# Words can not express the excitementI feel in this moment



## HerdQueen (Oct 15, 2012)

I am leaving to pick up my new buck! I'm shaking with excitement! You know that feeling you get when it is just right? It's majic. In a few hours I will be welcoming home Rembrandt!
http://www.fairleafarm.us/buckpage.htm#rembrandt


----------



## KW Farms (Jun 21, 2008)

Very nice! Congrats! :leap:


----------



## ksalvagno (Oct 6, 2009)

Congratulations


----------



## toth boer goats (Jul 20, 2008)

How exciting.


----------



## Dayna (Aug 16, 2012)

That is so exciting!
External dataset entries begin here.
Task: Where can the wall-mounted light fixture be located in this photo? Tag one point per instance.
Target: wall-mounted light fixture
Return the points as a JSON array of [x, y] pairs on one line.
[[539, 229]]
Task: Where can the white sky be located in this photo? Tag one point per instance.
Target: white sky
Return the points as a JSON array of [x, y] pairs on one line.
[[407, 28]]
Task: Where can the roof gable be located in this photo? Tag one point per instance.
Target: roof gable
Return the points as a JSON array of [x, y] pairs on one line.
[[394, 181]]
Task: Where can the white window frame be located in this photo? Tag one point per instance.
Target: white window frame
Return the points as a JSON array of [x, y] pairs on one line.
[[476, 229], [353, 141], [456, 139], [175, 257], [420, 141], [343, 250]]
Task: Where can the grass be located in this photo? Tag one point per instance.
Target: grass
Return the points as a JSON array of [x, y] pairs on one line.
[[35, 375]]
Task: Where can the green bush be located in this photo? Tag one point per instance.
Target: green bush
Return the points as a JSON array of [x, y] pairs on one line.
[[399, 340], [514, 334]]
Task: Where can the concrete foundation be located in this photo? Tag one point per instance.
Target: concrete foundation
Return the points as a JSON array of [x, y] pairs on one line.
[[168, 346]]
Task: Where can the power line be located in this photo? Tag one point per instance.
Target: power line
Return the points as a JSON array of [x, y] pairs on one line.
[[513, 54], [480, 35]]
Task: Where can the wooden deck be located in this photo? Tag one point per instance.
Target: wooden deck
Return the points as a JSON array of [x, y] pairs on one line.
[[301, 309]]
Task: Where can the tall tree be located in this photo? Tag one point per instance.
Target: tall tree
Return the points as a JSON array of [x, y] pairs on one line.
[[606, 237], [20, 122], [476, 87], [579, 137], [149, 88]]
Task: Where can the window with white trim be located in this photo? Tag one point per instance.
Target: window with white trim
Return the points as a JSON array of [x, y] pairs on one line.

I can't wait to see photos.


----------



## WalshKidsGoats (Nov 27, 2012)

Remembrant!!! Wow! Congrats!!! I love that boy! 

Quality Nigerian Dwarf Goats
www.walshkidsgoats.com
Like us on Facebook!


----------



## DLeeB (Apr 5, 2012)

Handsome fellow!


----------



## HerdQueen (Oct 15, 2012)

Phew we made it home late... Silly me thinking I'll cruize down to Mass pick him up and cruize right on home. Going down traffic was so nice, but I was thinking look at all of those cars headed into NH, I wonder why? Duh Erica, Mass was pretty much closed due to a man hunt. The traffic signs said to take shelter, everyone was getting out of Dodge! They found him! 

Rembrandt was such a good boy in the back of the jeep. Not a peep! When we got home it was dark, he settled right in. He is so sweet! Then I got a wonderful suprise, my hubby put down the new floor in the milking parlor while I was gone, and it is beautiful!

Not a bad day at all(Traffic was worth it).


----------



## Dayna (Aug 16, 2012)

How wonderful! I hope he settles in quickly. I can't wait to see pictures tomorrow (hint hint hehe)


----------